Observatrice de ces clivages, la SNCF surveille attentivement les évolutions du paysage syndical en son sein. "Dans les établissements, comme sur Metz-Nancy ou à la gare Saint-Lazare, où SUD fait jeu égal avec la CGT à 25 ou 30 %, ça peut vite être ingérable", expliquait mercredi un cadre de la SNCF dans le Figaro. En effet, la direction, qui arrive à négocier avec la CGT de Didier Le Reste, a beaucoup plus de mal avec la tête pensante de SUD-Rail, Christian Mahieux. Ce dernier s'en explique: "Bien sûr que je ne lâche pas le moindre détail! Mon travail de syndicaliste est d'améliorer sans cesse les conditions de travail des salariés, sans oublier la satisfaction des usagers." Guillaume Pépy considère de son côté que la SNCF serait "ingouvernable" en cas de victoire de SUD-Rail.
Idéologie du blocage
Si SUD-Rail s'inscrit dans un discours fondé sur la lutte des classes, le mouvement, né en 1995, revendique avant toute chose une logique purement syndicale, à forte connotation corporative: la défense des intérêts de chacun des employés. Une idéologie qui a permis au mouvement de se forger une dimension plus humaine.... et surtout de récupérer les insatisfaits qui ont quitté la CGT. Les tracts distribués sont parfois explicites: "Tu as été lésé lors de la dernière grève? Tu refuses d'être le dindon de la farce? Fais-toi connaître auprès des délégués SUD-rail."

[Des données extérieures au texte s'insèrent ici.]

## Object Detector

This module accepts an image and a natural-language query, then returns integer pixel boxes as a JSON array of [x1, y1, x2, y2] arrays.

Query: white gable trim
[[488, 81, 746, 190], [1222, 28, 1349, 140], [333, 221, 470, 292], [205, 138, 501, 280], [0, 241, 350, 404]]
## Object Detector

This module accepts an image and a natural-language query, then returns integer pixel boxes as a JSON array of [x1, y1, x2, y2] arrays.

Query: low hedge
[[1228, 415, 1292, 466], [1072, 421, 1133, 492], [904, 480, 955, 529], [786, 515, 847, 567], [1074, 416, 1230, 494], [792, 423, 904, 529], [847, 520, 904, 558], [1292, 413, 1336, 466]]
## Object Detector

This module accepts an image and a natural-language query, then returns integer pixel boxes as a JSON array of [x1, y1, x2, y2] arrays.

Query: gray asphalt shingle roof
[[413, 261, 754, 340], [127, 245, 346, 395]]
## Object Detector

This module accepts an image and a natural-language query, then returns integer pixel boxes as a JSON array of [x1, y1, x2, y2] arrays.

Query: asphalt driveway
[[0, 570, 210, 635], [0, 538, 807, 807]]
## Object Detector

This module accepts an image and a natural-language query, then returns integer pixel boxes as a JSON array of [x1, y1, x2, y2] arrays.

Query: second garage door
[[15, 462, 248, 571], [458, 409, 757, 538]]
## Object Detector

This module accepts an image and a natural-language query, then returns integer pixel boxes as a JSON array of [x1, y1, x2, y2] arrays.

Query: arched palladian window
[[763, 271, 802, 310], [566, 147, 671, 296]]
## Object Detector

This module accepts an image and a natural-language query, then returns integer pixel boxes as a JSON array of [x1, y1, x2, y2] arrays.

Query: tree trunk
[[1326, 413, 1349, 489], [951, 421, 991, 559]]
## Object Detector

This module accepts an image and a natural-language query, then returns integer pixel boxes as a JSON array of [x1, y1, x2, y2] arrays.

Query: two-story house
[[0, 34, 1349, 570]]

Autre particularité du syndicat: sa composition. Ses membres sont surtout issus des agents de conduite, des aiguilleurs et des contrôleurs. Les trois professions clés qui peuvent faire fermer une gare. Il est ainsi plus facile d'appliquer le principe de "grève à n'importe quel prétexte", une formule d'un dirigeant de la SNCF. En effet, SUD-Rail multiplie les revendications et les préavis - pour des motifs parfois futiles - à l'approche des élections syndicales de fin mars. Des mouvements à répétition qui pèsent sur les finances de l'entreprise, laquelle doit rembourser tout billet de train annulé, tout retard excessif. Guillaume Pépy a annoncé que "toutes les personnes qui voyageaient mardi par la gare Saint-Lazare seront indemnisées de 30 à 50 euros sur leur abonnement mensuel du mois prochain". Un surcoût forcément douloureux pour la SNCF, dont le budget est très serré, alors qu'elle entre dans la période, délicate, d'ouverture du transport de voyageurs à la concurrence. Mais, selon Christian Mahieux, le blocage est la "moins pire" solution pour faire avancer toute négociation.